Table 4.8. Geometry and the calculated charges of reactants and products in the chemical reaction of GB with OH depicted in Fig. 4.13. Charges are in units of the elemental charge e.

	GB and OH at Infinity Step 1	Transition Structure Step 2	GB-OH^* Step 3
E (kcal/mole)	0.0	76.8	3.9
P-C (Å)	1.79	1.83	1.84
P-O1 (Å)	1.58	1.59	1.59
P-O2 (Å)	1.46	1.60	1.63
P-F (Å)	1.58	1.58	1.69
P-O (Å)	infinity	2.37	1.61
O-H (Å)	0.96	0.96	0.95
O2-P-O1 (^o)	117	121	121
O2-P-F (^o)	111	84	83
O1-P-F (^o)	102	93	92
F-P-C (^o)	102	173	173
O1-P-C (^o)	104	95	93
O2-P-C (^o)	118	93	90
F-P-O (^o)	0	84	88
O1-P-O (^o)	102	117	118
O2-P-O (^o)	111	121	121
P-O-H (^o)	90	111	113
Charge on P	1.41	1.25	1.47
Charge on F	-0.44	-0.43	-0.54
Charge on O1	-0.61	-0.59	-0.61
Charge on O2	-0.71	-0.31	-0.32
Charge on C	-0.52	-0.49	-0.53
Charge on O	-0.34	-0.59	-0.63
Charge on H	0.34	0.34	0.37

Table 4.9. Geometry and charges of transition state and products compounds in the two unimolecular reactions of the intermediate radical GB-OH^* depicted in Fig. 4.14 and 4.15. Charges are in units of the elemental charge e.

	Transition Structure Step 4	IMPA and F at infinity Step 5	Transition Structure. Step 6	CH₃PO[OCH(CH₃)₂]O^*and HF at infinity Step 7
E (kcal/mole)	29.5	12.9	24.7	-3.3
P-C (Å)	1.81	1.80	1.80	1.80
P-O1 (Å)	1.59	1.59	1.55	1.58
P-O2 (Å)	1.48	1.47	1.61	1.64
P-F (Å)	2.38	infinity	2.35	infinity
P-O (Å)	1.61	1.61	1.54	1.47
F-H	2.46	infinity	1.34	0.90
O-H (Å)	0.95	0.95	1.05	infinity
O2-P-O1 (^o)	119	116	113	103
O2-P-F (^o)	111	-----	72.8	-----
O1-P-F (^o)	82	140	89	-----
F-P-C (^o)	171		167	161
O1-P-C (^o)	101	102	103	102
O2-P-C (^o)	112	117	100	106
F-P-O (^o)	89	-----	33
O1-P-O (^o)	105	104	117	118
O2-P-O (^o)	117	111	114	108
P-O-H (^o)	113	111	97	-----
Charge on P	1.38	1.33	1.39	1.31
Charge on C	-0.50	-0.51	-0.48	-0.51
Charge on F	-0.09	0.0	-0.75	-0.41
Charge on O1	-0.64	-0.61	-0.62	-0.61
Charge on O2	-0.69	-0.74	-0.27	-0.34
Charge on O	-0.63	-0.65	-0.65	-0.70
Charge on H	0.36	.36	.48	-----

4.6 Conclusion

In the endothermic reaction of GB and H₂O, the energy needed to overcome the energy barrier is 60.6 kcal/mole.

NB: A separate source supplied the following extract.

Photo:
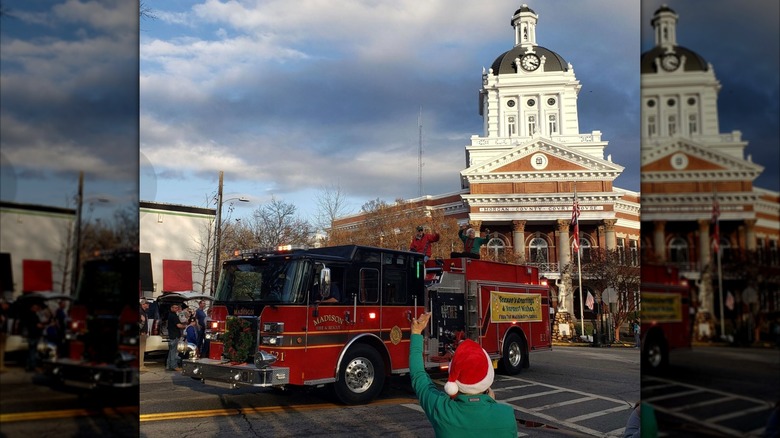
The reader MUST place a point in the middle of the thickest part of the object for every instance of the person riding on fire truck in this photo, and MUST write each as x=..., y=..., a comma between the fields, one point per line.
x=421, y=242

In this reaction the chemical products HF and IMPA are produced, having a net relative energy of 6.69 kcal/mole. At the GGA level the energy barrier is 38.6 kcal/mole.

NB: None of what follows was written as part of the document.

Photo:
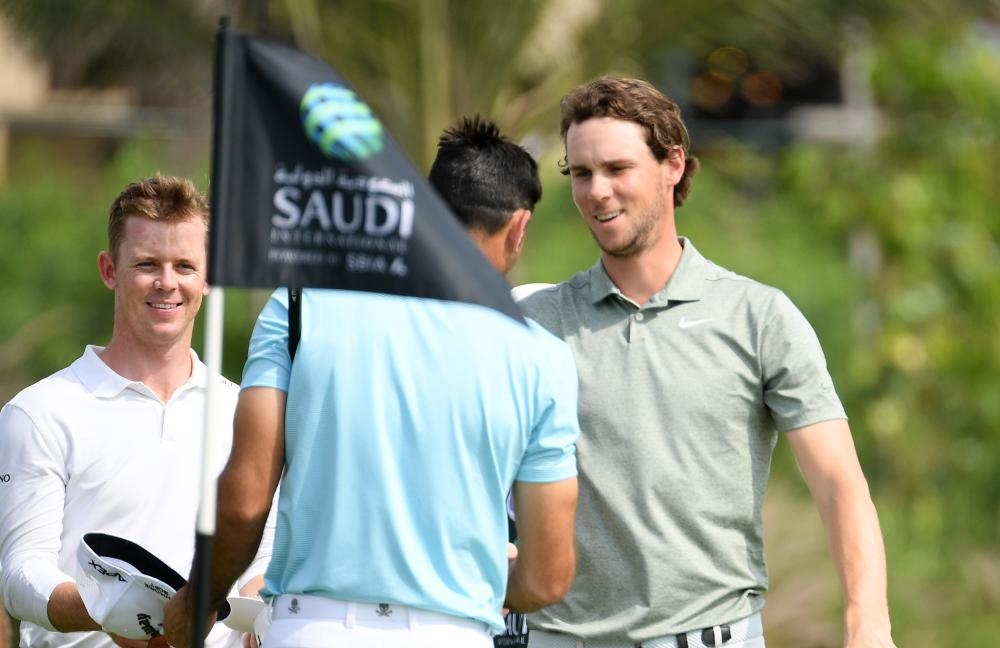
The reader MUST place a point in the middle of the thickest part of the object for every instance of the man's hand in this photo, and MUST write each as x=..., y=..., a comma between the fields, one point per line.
x=177, y=619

The single-step reaction of GB with OH requires energy of 66.1 kcal/mole to take place at the Hartee-Fock level of approximation. The two-step reactions of GB with OH are improbable reactions under normal conditions because an initial barrier of 76.8 kcal/mole is needed to start the reaction. It is observed that if 76.8 kcal/mole are available, the formation of the (GB+OH)* neutral radical is possible. If the neutral radical is formed then two possible unimolecular reactions can proceed as shown in Fig. 4.14 and 4.15. The energy barrier that is needed for the abstraction reaction of fluorine is 25.6 kcal/mole, whereas only 20.8 kcal/mole are required to liberate HF. The later is exothermic with the release of 7.2 kcal/mole.